Active Managers Believe Data Analytics Is Key to the Future — But Many Struggle with the Technology and Know-How
Traditional and alternative managers are increasingly combining their fundamental investment decision-making process with quantitative techniques, according to a Northern Trust survey.
Fundamental active asset managers are rushing to incorporate data science into their investment processes and are increasing their spending accordingly. But, across the industry, the state of managers’ systems and technology needed to analyze and interpret the data are far from being streamlined and sophisticated.
According to a Northern Trust survey of 300 asset managers released Tuesday, 98 percent of respondents said they are currently using, planning to adopt, or are interested in incorporating data science tools into their firms’ investment strategy in the next one to two years. Managers use data sets to inform their decisions on risks and opportunities for portfolio adjustments and to automatically execute trades based on signals and trends. They also increasingly use data analytics to inform and guide a firm’s investment thesis and evaluate performance.
“There is a trend in the industry of moving away from an analog investment process to one that takes more advantage of data and technology,” Marc Mallett, Northern Trust’s head of strategy for asset servicing, told Institutional Investor.
In just the past year, managers and banks have made significant investments in data science capabilities, so they can incorporate new sources of alternative information into investment strategies. In June 2020, Citigroup tapped Muir Paterson to lead a newly-formed strategic advisory group as part of a data science initiative for its banking, capital markets, and advisory teams, and at Wellington Management, a firm with over $1 trillion in assets under management, data scientists work alongside portfolio management teams.
In the survey, the majority of respondents said they used environmental, social, and corporate governance data and factor data, such as that from MSCI, Wolfe, and Axioma, in their investment processes. Once firms acquire the data they need, asset managers analyze the data to help make decisions and generate alpha, or returns beyond what’s delivered by passive strategies.

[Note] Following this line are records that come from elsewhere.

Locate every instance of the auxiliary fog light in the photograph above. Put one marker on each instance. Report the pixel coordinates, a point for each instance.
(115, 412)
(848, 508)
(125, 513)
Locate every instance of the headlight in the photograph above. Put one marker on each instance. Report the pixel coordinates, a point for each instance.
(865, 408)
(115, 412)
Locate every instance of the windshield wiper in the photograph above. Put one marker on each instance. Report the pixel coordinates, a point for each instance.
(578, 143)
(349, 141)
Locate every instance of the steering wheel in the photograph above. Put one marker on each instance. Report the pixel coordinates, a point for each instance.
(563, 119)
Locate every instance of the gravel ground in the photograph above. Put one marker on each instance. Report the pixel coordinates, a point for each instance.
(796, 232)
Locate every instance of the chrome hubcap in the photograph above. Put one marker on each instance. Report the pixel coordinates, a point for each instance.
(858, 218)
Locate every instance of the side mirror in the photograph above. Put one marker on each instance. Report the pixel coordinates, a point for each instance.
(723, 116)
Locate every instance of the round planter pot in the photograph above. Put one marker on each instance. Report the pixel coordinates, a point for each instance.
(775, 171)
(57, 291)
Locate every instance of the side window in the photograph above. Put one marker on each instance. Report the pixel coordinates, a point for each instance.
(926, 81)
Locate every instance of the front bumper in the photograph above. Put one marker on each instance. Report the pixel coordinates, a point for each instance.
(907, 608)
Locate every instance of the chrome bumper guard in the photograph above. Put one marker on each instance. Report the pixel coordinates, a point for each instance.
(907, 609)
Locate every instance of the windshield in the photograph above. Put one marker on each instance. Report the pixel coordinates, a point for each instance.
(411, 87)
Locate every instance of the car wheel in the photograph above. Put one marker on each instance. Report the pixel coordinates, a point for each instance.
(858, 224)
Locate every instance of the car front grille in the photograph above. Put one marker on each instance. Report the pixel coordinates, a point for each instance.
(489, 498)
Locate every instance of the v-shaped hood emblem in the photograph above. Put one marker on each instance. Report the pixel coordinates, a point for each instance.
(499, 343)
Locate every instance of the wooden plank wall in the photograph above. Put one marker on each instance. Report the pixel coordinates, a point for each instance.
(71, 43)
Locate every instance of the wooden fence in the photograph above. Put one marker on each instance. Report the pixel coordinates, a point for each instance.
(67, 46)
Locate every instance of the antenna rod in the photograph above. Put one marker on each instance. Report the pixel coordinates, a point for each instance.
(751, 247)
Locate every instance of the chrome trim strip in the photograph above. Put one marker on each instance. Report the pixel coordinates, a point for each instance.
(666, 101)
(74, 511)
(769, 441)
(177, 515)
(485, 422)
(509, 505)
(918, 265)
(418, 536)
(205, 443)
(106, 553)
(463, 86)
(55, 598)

Firms are increasingly using data science to measure the skills of their portfolio managers and better understand their investment decision-making process. Still, 48 percent of survey respondents said their organizations use a qualitative measurement to gauge the investment skill level of their team. From Mallett’s perspective, managers need to use data to have an accurate representation of their teams’ abilities.

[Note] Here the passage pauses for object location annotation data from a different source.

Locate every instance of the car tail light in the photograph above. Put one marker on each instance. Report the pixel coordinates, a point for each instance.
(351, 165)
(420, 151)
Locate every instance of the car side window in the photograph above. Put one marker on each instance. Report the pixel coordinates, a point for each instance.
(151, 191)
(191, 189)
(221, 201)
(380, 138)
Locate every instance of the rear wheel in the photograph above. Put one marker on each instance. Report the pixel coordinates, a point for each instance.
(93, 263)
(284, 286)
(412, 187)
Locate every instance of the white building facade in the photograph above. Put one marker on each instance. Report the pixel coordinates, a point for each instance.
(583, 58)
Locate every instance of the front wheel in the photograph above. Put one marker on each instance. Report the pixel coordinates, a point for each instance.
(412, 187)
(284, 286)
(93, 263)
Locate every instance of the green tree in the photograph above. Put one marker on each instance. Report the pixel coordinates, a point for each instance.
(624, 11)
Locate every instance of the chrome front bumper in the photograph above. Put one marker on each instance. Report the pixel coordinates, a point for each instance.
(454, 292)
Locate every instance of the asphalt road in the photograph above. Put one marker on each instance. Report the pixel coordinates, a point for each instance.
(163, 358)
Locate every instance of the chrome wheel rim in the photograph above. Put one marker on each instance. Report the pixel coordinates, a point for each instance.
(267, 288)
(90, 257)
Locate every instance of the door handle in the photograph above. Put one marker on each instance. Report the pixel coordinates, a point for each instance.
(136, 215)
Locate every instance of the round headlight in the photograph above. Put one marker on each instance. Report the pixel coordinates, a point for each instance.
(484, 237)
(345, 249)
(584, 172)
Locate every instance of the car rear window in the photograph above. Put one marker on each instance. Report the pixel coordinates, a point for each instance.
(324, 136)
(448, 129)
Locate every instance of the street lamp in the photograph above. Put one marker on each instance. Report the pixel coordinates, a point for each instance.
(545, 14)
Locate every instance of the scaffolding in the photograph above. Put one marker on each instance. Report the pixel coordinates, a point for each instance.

“I think it’s incumbent upon managers to really understand where they are getting their best ideas from, whether that’s certain individuals within the firm or certain processes,” Mallett said. “And having a clear understanding of that requires more than just qualitative or anecdotal evidence.”
According to Mallett, the nature and scope of data has changed throughout the decades: “Today, everybody has access to more information than they can possibly analyze,” he said. “So what we’re seeing now is managers asking themselves the question: how do we best use the information that we have?”
For asset managers, the central challenge of data science is harnessing the data and synthesizing them for key insights. In the survey, 57 percent of respondents said their firms needed a centralized platform for consolidating investment data, and 83 percent of respondents said they expected the investment capital allocated to investment data sourcing or alignment to stay the same as or increase from the 2020 numbers in the next two years.
“We’re seeing an increase in the number of data sources that firms are consuming,” Mallett said.
In fact, 66 percent of survey respondents said their firms leverage around six to eight sources of investment data. In order to integrate the data into their firms’ process, 52 percent of respondents said they use spreadsheets. According to Mallett, firms will integrate various new data aggregation platforms with commonplace tools, like Excel.
But the report pointed out the pitfalls. “The dangers here are obvious. When people use spreadsheets, they tend to develop their own links, formulae, charts and even macros, creating a single person dependency.”